Wide-Ranging Legal Fight

The ruling letting civil claims advance under the Racketeer Influenced and Corrupt Organizations Act is the latest twist in the wide-ranging legal battle between the billionaire Alix, a major player in the corporate restructuring world, and McKinsey, the largest management consulting firm by revenue.

McKinsey has spent tens of millions defending itself in multiple courts against Alix’s claim that its bankruptcy consulting business, which launched in 2001, involved widespread abuse of the legal process. The allegations led to a Justice Department probe that McKinsey settled in 2020 by agreeing to drop its pursuit of fees worth up to $8 million.
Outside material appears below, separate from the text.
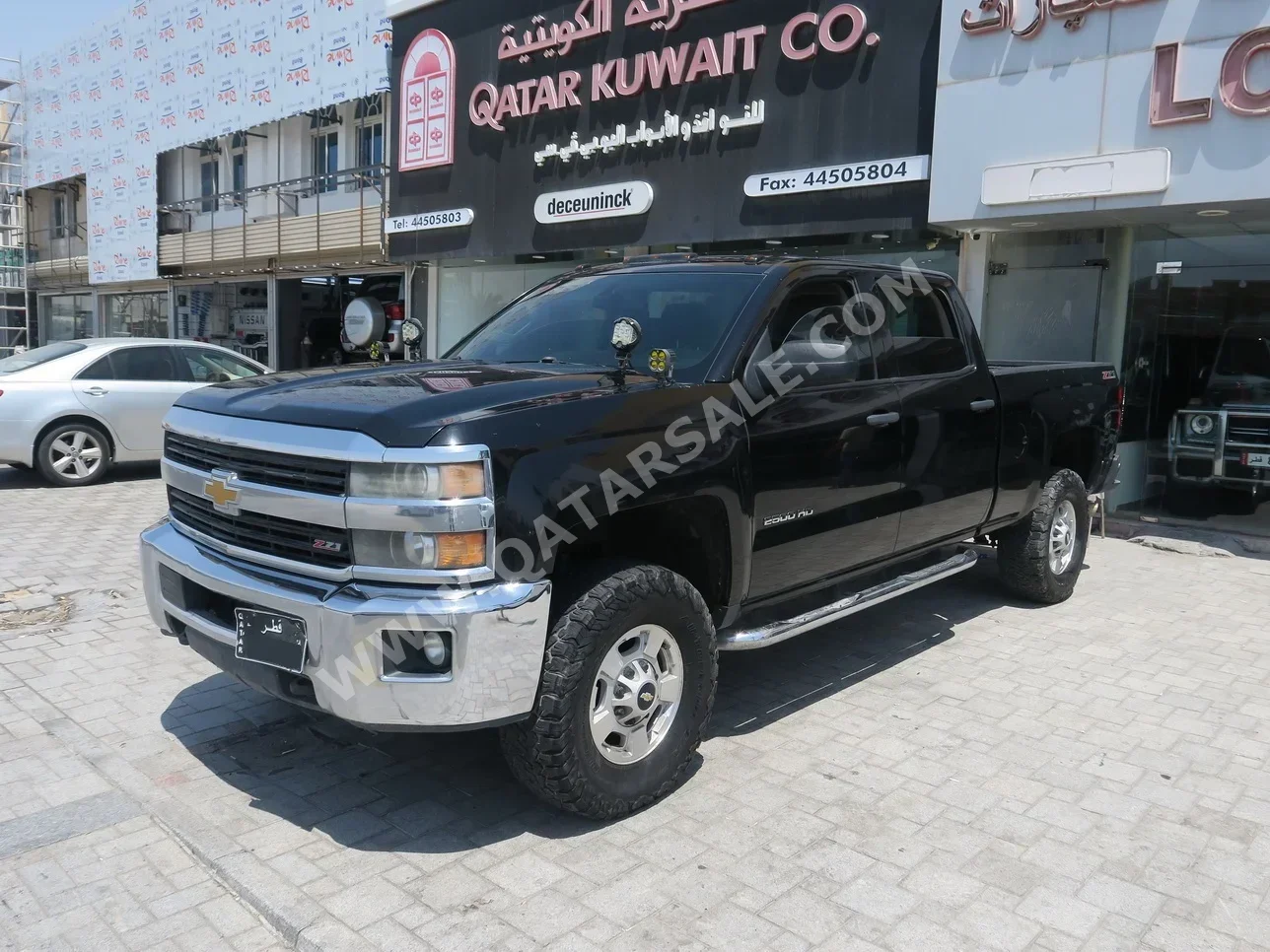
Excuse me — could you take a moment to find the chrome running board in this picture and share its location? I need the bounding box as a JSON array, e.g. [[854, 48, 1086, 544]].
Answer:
[[719, 551, 979, 651]]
Furman’s Aug. 18 decision came 10 months after the US Supreme Court declined McKinsey’s invitation to take up the case and shut it down. The high court left intact a ruling by the US Court of Appeals for the Second Circuit, which had reinstated Alix’s claims in January 2022.

After the dispute returned to the US District Court for the Southern District of New York, where it began in 2018, Alix filed an amended complaint accusing McKinsey and nine executives of conspiring to win 14 bankruptcy consulting assignments by concealing conflicts of interest in court disclosures.

The suit alleged RICO violations based on several predicate acts, including bankruptcy fraud, obstruction of justice, and conspiracy.

Fraudulent Intent

Furman dismissed some of those theories—including claims based on witness tampering and money laundering—but let the core case proceed in a 60-page ruling.

The allegations make it plausible that McKinsey executives “knew they were concealing connections in its bankruptcy disclosures, thus raising a strong inference of fraudulent intent,” the judge wrote. “Needless to say, that does not mean that Alix will be able to prove the claims.”

Alix is represented by Cadwalader, Wickersham & Taft LLP.

McKinsey is represented by Kobre & Kim LLP and Debevoise & Plimpton LLP. Sternfels and two other executives are represented by Kramer Levin Naftalis & Frankel LLP. Barton is represented by Driscoll & Redlich. Other executives are represented variously by McDonald Hopkins LLC, Spears & Imes LLP, Glenn Agre Bergman & Fuentes LLP, and Kellogg, Hansen, Todd, Figel & Frederick PLLC.

The case is Alix v. McKinsey & Co., S.D.N.Y., No. 18-cv-4141, 8/18/23.